Background: Older theoretical models of ADHD have largely assumed homogeneity in cognitive functioning. More recent work exemplifies the heterogeneity in cognitive performance in ADHD populations, but there is not much consensus between studies. Additionally, when comparing between ADHD and a typically developing (TD) group, there is an underlying assumption of homogeneity in the TD population.
To explore this heterogeneity, this study used graph theory to segregate TD and ADHD children into subtypes with a variety of neuropsychological measures. Then tested
Methods: (1) community detection to group into clusters/subtypes (2) SVM-based MVPA to test how well diagnostic status of individuals can be identified within the community clusters/subtypes Asking:
- Is there enough information in these neuropsych subgroups to predict cluster membership?
- Does cluster membership allow for more accurate prediction of ADHD diagnostic status than just neuropsychological performance alone?

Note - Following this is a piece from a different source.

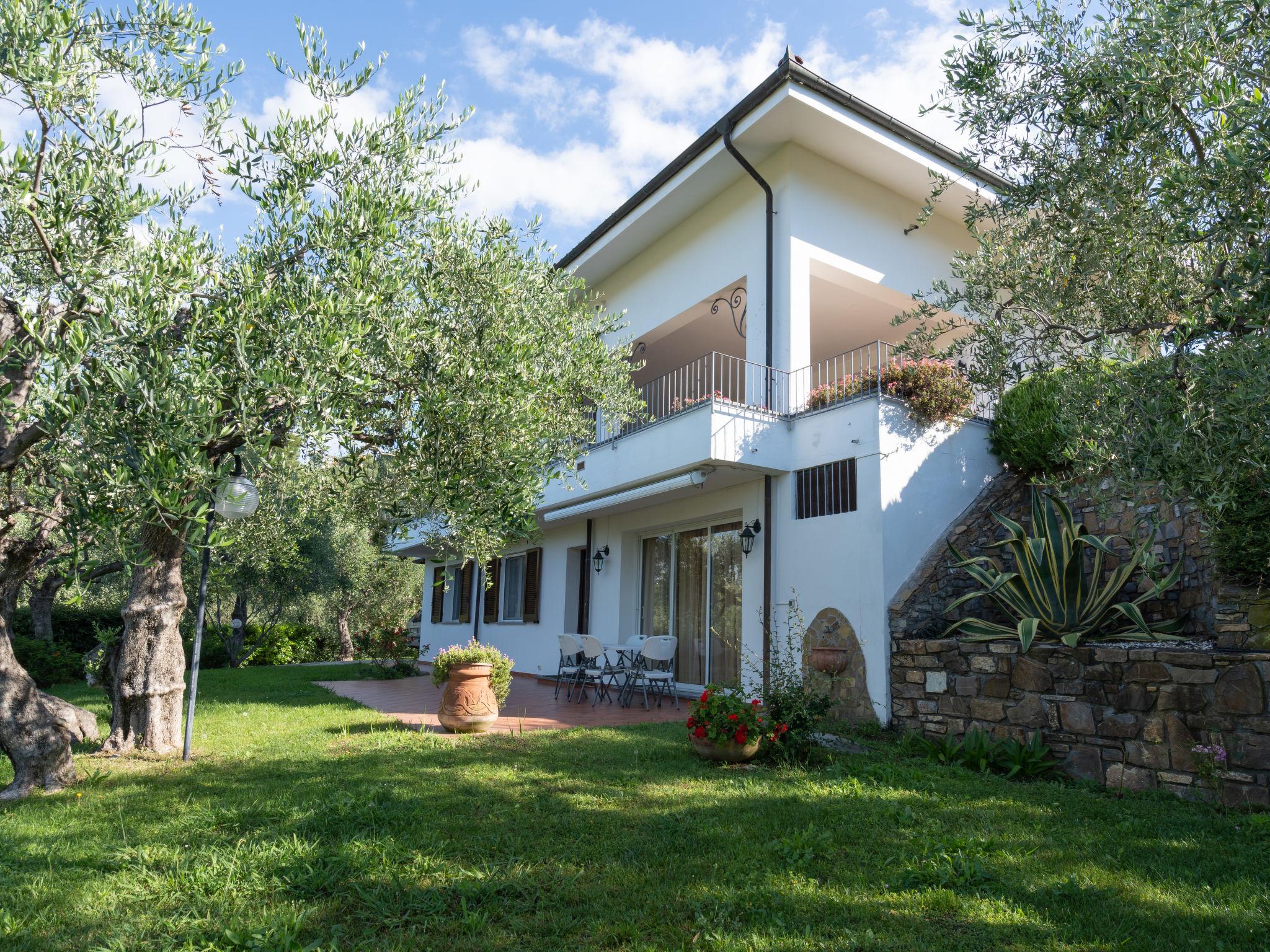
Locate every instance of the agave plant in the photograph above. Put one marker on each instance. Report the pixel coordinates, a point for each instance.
(1052, 594)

498 children (TD = 213, ADHD = 285) & 20 neuropsych measures
Results: Used confirmatory factor analysis to make sure that the measures were not excessively redundant settled on 7 latent variables with 1-4 measures each because it most closely aligned with their prior conceptualization of what each task measured and it had an equivalent fit to the five and six factor models ((latent variables: inhibition, working memory, arousal/activation, response variability, temporal information processing, memory span, processing speed))
Can we distinguish between ADHD and TD populations on the basis of neuropsychological task performance? Despite significant differences between ADHD and TD groups in all neuropsych measures, the SVM classifier was not great at sorting individuals by neuropsych performance into ADHD and TD groups (65% accuracy).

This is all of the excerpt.